I recently found a shop owner whit a webshop and he drives around the country personaly, 2 times a month the northern part and 2 times a month the southern part. Delivering the ordered fish at your doorstep.. After reading only positive reviews on his website and impartial forums i gave it a try. And because he does it like that he offers any fish his breeders offer in his webshop. What he doesn't have in store he picks up at the breeders the day before delivery.. This reduces the price drasticaly and is rather cheap compaired with any LFS in my driving range. so even with the extra delivery cost added it's more than very reasonable.

A few weeks back he brought me fish i actualy have never seen in stock at any LFS and all fish were very healthy and are still doing very good.. Next week he's bringing me the next batch i ordered.. Again a species i've not yet seen in any LFS. Probably my choices aren't among the most popular fish. He has only a small fraction of what he offers in his own store, most fish ordered are comming directly from the breeder. He picks them up a day before he makes his round. I see this actualy as a possitive side of the concept, it reduces not only the price it also reduces the stress for the fish significantly. And the choises in fish increases in ten fold. 

Realy a big +1 for this fellow and his bussines concept.

Maybe an idea for other smarty pants in other countries reading this forum.. This is a good bussines concept if you play it right.

For the dutch fishkeepers here at UKAPS.. I can only recomend..
http://corydora.nl/index.php?route=product/category&path=212_59
Arjan is doing a great job..


----------



## SandstoneSturgeon (26 Mar 2016)

My favorite LFS closed.  Huge selection of aquatic plants and fish and hardly ever dead fish (I think I saw maybe two the whole time I have been going there).  The guy who ran it was a fishkeeper and ran his own little tank cleaning/maintenance business in the evenings as well.  Those were the things that I like to see in a store.

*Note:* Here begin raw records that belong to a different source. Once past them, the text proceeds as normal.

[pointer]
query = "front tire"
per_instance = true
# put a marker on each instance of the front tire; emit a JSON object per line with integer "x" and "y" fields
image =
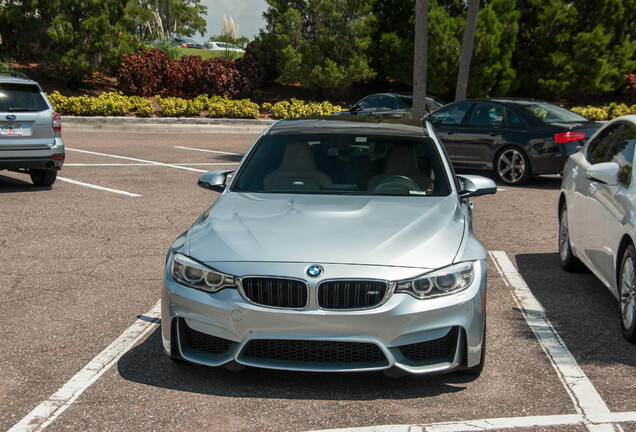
{"x": 43, "y": 177}
{"x": 627, "y": 294}
{"x": 512, "y": 166}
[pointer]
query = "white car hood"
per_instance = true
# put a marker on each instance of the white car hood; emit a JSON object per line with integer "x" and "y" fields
{"x": 423, "y": 232}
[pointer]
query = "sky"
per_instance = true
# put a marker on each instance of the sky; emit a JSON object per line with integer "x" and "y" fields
{"x": 248, "y": 14}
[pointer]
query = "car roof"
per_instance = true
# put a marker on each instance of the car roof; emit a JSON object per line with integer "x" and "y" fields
{"x": 350, "y": 125}
{"x": 16, "y": 78}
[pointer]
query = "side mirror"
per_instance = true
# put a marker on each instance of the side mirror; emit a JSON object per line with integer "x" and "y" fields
{"x": 473, "y": 185}
{"x": 214, "y": 180}
{"x": 605, "y": 172}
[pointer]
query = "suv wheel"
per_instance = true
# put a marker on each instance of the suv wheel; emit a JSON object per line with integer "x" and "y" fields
{"x": 43, "y": 177}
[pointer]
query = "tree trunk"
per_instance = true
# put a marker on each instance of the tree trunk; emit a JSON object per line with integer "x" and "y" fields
{"x": 467, "y": 50}
{"x": 420, "y": 54}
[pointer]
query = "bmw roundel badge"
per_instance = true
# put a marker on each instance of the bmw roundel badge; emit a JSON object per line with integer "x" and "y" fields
{"x": 314, "y": 271}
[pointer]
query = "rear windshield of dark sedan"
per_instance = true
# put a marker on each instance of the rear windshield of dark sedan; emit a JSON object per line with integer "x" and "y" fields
{"x": 550, "y": 113}
{"x": 16, "y": 98}
{"x": 344, "y": 164}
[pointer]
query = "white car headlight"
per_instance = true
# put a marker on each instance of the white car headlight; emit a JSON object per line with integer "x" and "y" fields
{"x": 188, "y": 272}
{"x": 447, "y": 280}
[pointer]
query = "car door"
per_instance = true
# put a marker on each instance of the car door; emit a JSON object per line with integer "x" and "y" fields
{"x": 609, "y": 207}
{"x": 582, "y": 225}
{"x": 446, "y": 121}
{"x": 479, "y": 134}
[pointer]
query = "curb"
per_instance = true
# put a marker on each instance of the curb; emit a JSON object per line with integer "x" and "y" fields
{"x": 168, "y": 124}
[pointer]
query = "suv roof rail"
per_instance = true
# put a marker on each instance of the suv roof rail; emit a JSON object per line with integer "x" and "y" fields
{"x": 14, "y": 74}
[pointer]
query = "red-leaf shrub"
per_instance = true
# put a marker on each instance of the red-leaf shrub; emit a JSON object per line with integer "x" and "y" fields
{"x": 220, "y": 78}
{"x": 250, "y": 72}
{"x": 141, "y": 73}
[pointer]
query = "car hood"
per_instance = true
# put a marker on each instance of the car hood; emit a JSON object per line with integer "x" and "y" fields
{"x": 423, "y": 232}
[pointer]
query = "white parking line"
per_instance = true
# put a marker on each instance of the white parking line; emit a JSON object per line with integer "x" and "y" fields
{"x": 136, "y": 160}
{"x": 586, "y": 399}
{"x": 206, "y": 150}
{"x": 117, "y": 191}
{"x": 57, "y": 403}
{"x": 147, "y": 164}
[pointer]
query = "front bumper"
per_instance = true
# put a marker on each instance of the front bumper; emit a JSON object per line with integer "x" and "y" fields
{"x": 33, "y": 158}
{"x": 418, "y": 336}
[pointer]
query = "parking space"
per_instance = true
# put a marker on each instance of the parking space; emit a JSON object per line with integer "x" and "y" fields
{"x": 82, "y": 264}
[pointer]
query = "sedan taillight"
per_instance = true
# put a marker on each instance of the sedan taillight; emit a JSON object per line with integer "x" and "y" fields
{"x": 564, "y": 137}
{"x": 57, "y": 123}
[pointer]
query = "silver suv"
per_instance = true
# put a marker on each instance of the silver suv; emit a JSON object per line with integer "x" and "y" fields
{"x": 30, "y": 130}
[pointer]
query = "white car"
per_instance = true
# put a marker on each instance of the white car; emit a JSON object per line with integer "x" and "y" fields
{"x": 596, "y": 214}
{"x": 340, "y": 244}
{"x": 222, "y": 46}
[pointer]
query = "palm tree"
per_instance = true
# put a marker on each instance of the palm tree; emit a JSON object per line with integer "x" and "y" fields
{"x": 420, "y": 54}
{"x": 467, "y": 50}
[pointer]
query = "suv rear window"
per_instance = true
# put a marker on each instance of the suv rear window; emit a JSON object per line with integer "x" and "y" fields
{"x": 16, "y": 98}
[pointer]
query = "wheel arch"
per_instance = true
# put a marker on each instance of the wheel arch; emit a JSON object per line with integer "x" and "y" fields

Now that he is gone all I have available are the large chains PetCo and Petsmart.  They try but store associates hired by large business just don't really have their heart in it.  Mostly just for a paycheck and you can tell that they don't really know what they're talking about a lot of the time.

(Hmmmmm.  Las Vegas is a two hour drive from St George.  If they had a decent store, it might make it worth the trip!)


----------



## MWS (11 Apr 2016)

My LFS (quite a busy, well known one in my area) is an awful place I’ve not used for quite some time now.

Multiple tanks full of Cordyline, Peacock Ferns etc. for sale as “aquatic plants”  Quite a lot of dead fish in the tanks always noticeable.

It’s also a garden centre and laughable that a large stem of Cordyline in the aquarium section is (was last time I went) £1.50 - go through the the garden centre section and the same Cordyline as an houseplant in a 1L pot is £8.99!!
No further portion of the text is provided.